Te despiertas dos días después de un día de pierna y las escaleras tienen opiniones. El instinto es tratar ese dolor como una señal de stop, y muchos consejos de entrenamiento lo fomentan. Descansa hasta que el dolor desaparezca, dice la historia, o cavarás el agujero más profundo.
Esa historia se ha puesto a prueba, y no se sostuvo. Lo que la evidencia realmente respalda es un conjunto más pequeño y más útil de reglas: el dolor muscular cambia qué deberías entrenar hoy, no si deberías entrenar. Y la línea que importa no es cuánto duele. Es si el músculo todavía funciona.
A continuación: qué es realmente el DOMS y cuánto dura, el estudio que resuelve la pregunta de "si entrenar lo empeorará", cómo distinguir dolor muscular de una lesión, una regla de decisión de diez segundos, y un análisis honesto de qué métodos de recuperación merecen su reputación.
Qué es Realmente el DOMS
El dolor muscular de aparición tardía llega entre 6 y 12 horas después de una sesión, alcanza su pico entre las 24 y 72 horas, y desaparece en aproximadamente 5 a 7 días. Cheung, Hume y Maxwell (2003) en Sports Medicine sintetizaron décadas de investigación sobre el tema y describieron el DOMS como una distensión muscular microscópica de Tipo I: disrupción mecánica a nivel del sarcómero y del tejido conectivo circundante, seguida de una respuesta inflamatoria de reparación que sensibiliza los receptores de dolor locales. Ese último paso es la razón por la que el dolor está retrasado. No estás sintiendo el daño. Estás sintiendo al equipo de limpieza.
Dos cosas lo causan de forma fiable: la novedad y la carga excéntrica. Un movimiento que tus fibras no han manejado recientemente produce mucha más disrupción que uno que enfrentan dos veces por semana. Y las contracciones de alargamiento, la mitad de bajada de una repetición, correr cuesta abajo, la parte inferior de una zancada, generan más tensión por fibra activa que las de acortamiento. Combina las dos, digamos una primera sesión de cuestas o un nuevo día de pierna con negativas lentas, y obtienes la versión que convierte las escaleras en una negociación.
Una corrección que vale la pena hacer desde el principio, porque cambia cuán en serio te tomas el dolor: el dolor muscular no es ácido láctico. El lactato se elimina del músculo en una hora o dos tras la sesión, mucho antes de que llegue el dolor. Y el dolor muscular tampoco mide qué tan bien funcionó la sesión, que es la otra cara de esta pregunta, tratada en por qué no tengo dolor muscular después de entrenar.
Entrenar con Dolor Muscular No Empeora el Daño
Esta es la parte que la gente entiende mal, y existe una prueba directa de ello.

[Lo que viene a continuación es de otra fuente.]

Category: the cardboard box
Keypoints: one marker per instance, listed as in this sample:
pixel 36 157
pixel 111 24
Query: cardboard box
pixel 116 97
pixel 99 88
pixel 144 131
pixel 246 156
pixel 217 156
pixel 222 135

Nosaka y Clarkson (1995), publicando en Medicine and Science in Sports and Exercise, se propusieron específicamente probar si repetir ejercicio excéntrico antes de completar la recuperación empeoraría el daño. Doce hombres no entrenados hicieron tres series de 10 acciones excéntricas máximas de los flexores del codo con una mancuerna, luego repitieron la sesión idéntica 3 días después y de nuevo a los 6 días, mientras seguían doloridos y mediblemente más débiles.
Rastrearon la fuerza isométrica máxima, los ángulos de la articulación del codo, el dolor, la creatina quinasa plasmática, e imágenes de ultrasonido del brazo superior. La primera sesión movió todos los marcadores de forma significativa. La segunda y tercera sesiones no empeoraron el daño ni parecieron retrasar la velocidad de recuperación. La conclusión de los autores fue tajante: el ejercicio intenso realizado con músculos dañados no empeoró el daño ni afectó el proceso de reparación.
Dos advertencias mantienen esto honesto. Primero, los participantes eran hombres jóvenes no entrenados haciendo trabajo de un solo movimiento en el brazo, no levantadores haciendo sentadillas pesadas, así que esto es evidencia sobre daño muscular más que una luz verde para carga máxima en una articulación comprometida. Segundo, el rendimiento con dolor muscular es genuinamente peor: la producción de fuerza baja, el rango de movimiento se estrecha, y la técnica se degrada bajo fatiga. Nada empeora porque hayas entrenado. Mucho se vuelve más difícil.
Lo que eso significa en la práctica
- Cuádriceps doloridos en un día de pierna programado: entrena, pero baja la carga entre 10 y 20 por ciento y detén cada serie dos repeticiones más lejos del fallo. Normalmente el dolor se alivia después del calentamiento.
- Cuádriceps doloridos en un día de tren superior programado: entrena con normalidad. El músculo dolorido no está involucrado.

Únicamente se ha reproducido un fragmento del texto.